Editoriale della giornalista Elisabetta Reguitti
Allarme schizofrenia in Svizzera: il Paese che solo qualche anno fa definiva “ratti italiani” i lavoratori frontalieri. La nuova notizia, perlomeno bizzarra, è stata diffusa dai media locali: in una scuola di Therwil, nel Cantone di Basilea-Campagna due studenti musulmani sono stati esentati dallo stringere la mano alla loro maestra. Nelle occasioni in cui si usa farlo, due fratelli siriani di 14 e 15 cresciuti in Svizzera, potranno quindi comportarsi secondo l’insegnamento islamico per cui un uomo non può toccare una donna che non sia sua moglie. Il linguaggio del corpo ha sempre avuto la sua rilevanza anche dal punto di vista antropologico: il palmo della mano aperto verso l’altro significa che l’interlocutore, vuole parlare apertamente.

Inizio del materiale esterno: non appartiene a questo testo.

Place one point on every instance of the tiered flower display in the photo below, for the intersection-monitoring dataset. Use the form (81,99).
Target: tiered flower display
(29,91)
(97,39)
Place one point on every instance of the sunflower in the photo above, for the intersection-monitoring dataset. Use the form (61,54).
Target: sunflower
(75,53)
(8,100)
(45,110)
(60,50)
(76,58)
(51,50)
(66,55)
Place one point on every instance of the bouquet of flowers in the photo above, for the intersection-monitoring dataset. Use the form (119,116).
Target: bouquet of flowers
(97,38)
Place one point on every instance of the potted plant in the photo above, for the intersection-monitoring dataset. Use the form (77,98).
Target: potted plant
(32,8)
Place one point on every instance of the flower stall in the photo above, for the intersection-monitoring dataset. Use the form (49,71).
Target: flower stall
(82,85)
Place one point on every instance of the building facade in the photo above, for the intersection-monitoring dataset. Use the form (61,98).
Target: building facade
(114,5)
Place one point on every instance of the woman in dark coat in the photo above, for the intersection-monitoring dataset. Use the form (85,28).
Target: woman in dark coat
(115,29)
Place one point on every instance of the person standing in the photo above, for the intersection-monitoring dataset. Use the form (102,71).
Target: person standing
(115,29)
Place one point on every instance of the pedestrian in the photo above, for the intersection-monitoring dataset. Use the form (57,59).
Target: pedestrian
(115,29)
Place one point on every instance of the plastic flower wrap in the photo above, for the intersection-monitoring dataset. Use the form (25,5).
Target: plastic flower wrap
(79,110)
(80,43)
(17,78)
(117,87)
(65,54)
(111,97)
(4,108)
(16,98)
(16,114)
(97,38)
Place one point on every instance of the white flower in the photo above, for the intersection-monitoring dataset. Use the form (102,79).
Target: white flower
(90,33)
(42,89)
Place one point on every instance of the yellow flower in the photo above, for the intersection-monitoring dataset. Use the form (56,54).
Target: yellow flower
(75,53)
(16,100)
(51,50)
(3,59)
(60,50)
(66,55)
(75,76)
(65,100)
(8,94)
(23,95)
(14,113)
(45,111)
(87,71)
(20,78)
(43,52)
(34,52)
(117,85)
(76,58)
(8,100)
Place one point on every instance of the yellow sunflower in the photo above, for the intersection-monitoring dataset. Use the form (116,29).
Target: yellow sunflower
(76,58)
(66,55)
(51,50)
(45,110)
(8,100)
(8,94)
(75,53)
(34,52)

Per lo studioso americano Albert Mehrabian famoso per le sue pubblicazioni sull’importanza degli elementi non verbali nel confronto faccia a faccia, la comunicazione non verbale, in particolare quella del corpo, ha un’influenza superiore al 55% rispetto alle stesse parole: ovvero la maggior parte delle informazioni durante un discorso arrivano attraverso il linguaggio del corpo. Sulla strana autorizzazione della scuola svizzera si è espressa la ministra della Giustizia elvetica Simonetta Sommaruga giudicando “assolutamente inaccettabile” il comportamento della direzione scolastica “la stretta di mano è parte della nostra cultura, una cosa che non c’entra neppure con la libertà di religione”, ha commentato la politica facendo riferimento al diritto garantito ai due giovani studenti. In Libano, in un contesto pubblico, anche a me è accaduto che un uomo mi negasse la stretta di mano: ha abbassato gli occhi e si è allontanato. Io sono rimasta con la mia mano protesa verso di lui. Ho frequentato moschee entrando nelle quali mi sono coperta il capo e tolta le scarpe come prevede la religione musulmana. Per abitudine e rispetto mi sono sempre attenuta alle indicazioni di ogni luogo di culto visitato in vari paesi del mondo, ma sono contraria a negare ogni gesto convenzionale in un contesto sociale aperto e pubblico, in particolare se manifestato in ambito occidentale. Se le teorie antropologiche hanno un senso è come rompere un rapporto anche solo di accoglienza e cortesia: in oriente è usanza inchinarsi in segno di accoglienza e saluto e non trovo nulla di negativo corrispondere a quel gesto così come alla stretta di mano. Nello specifico del caso svizzero poi, tra l’altro, si tratta di due ragazzini che, con buona possibilità, vivendo in Svizzera, nel corso della loro vita avranno bene altre e numerose occasioni di stringere mani. Magari e me lo, auguro per loro, anche a altre donne. Che senso ha oggi autorizzarli a non farlo con la loro maestra?